Wordlessly, she kept walking barefooted. I watched her from behind, wanting very much to run to her. Surprisingly, my feet wouldn’t move so I just tried to memorize how her short ginger hair swayed with the wind, how she smiled when she turned back to me.

“It’s time to go home, Aramis,” she said, her voice sounding sort of far-away.

“W-where?”

She held her arms out, beckoning to me. At last, my feet started toward her. With every step, memories of us together—happy and sad—flooded in, making me remember how much I missed her. How much I wanted to embrace her. Tell her everything that had happened for the past ten years. Or better yet, the last nine months of my life. But as I did, I saw a familiar figure sitting on a rock not too far away from us.

It was Vincent. He wasn’t moving or anything. He was just… watching. Or waiting. I couldn’t really tell.

Mom dropped her arms, joining her hands behind her. Her grayish-blue eyes shifted to Vincent’s direction, then to me before saying, “Let’s go home.”

Home. I kept repeating the word in my head. Where is that?

It couldn’t be the house in South Beach where I grew up. That was long gone. Dad had sold it to pay for Mom’s hospital bills. And eventually, the burial. For ten years, Dad and I moved from one town to another. Home had never been a familiar concept to me since then. Mom was making me choose and I knew it.
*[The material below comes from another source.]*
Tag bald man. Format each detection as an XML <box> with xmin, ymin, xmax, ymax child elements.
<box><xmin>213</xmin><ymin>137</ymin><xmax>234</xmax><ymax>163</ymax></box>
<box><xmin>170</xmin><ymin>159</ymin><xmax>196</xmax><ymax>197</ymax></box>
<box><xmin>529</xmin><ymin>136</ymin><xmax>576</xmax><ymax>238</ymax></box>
Lost in thought, I stopped halfway to her. I smiled at my mother, shaking my head gently when I discovered the right answer.

“I’m already home, Mom.”

The smile on my mother’s face suddenly brightened. She nodded back in understanding. Without another word, she faced the horizon and headed toward it, her feet barely touching the water as she walked over it. In a little while, all I could see was her billowing silk dress before it disappeared. And so did she.

Since Mom died, I thought what I wanted was an escape. From Dad. From the constant moving. From the rest of the world. As it turned out, I was wrong.

That’s right. “I’m home,” I whispered.

With a smile on my lips, I opened my eyes. The first thing that registered to me was his face. Vincent’s face. And it was just a couple of inches away from mine. His right arm lay on my waist while the other was under my head like a pillow.

My ears were pounding. I was panicking but I could not move a single muscle. I did not know what to do. And there was this weird feeling in my stomach again, like when you’ve eaten too much chili then washed it down with soda.

I couldn’t breathe. But I was quite positive it didn’t have anything to do with my asthma.

Come to think of it, he looked so incredibly peaceful when he was asleep it was almost out-of-this-world. The way his mouth was slightly open made him look childlike. As if he would not be able to hurt a fly even if it landed on his eye. Which I knew would definitely not be the case.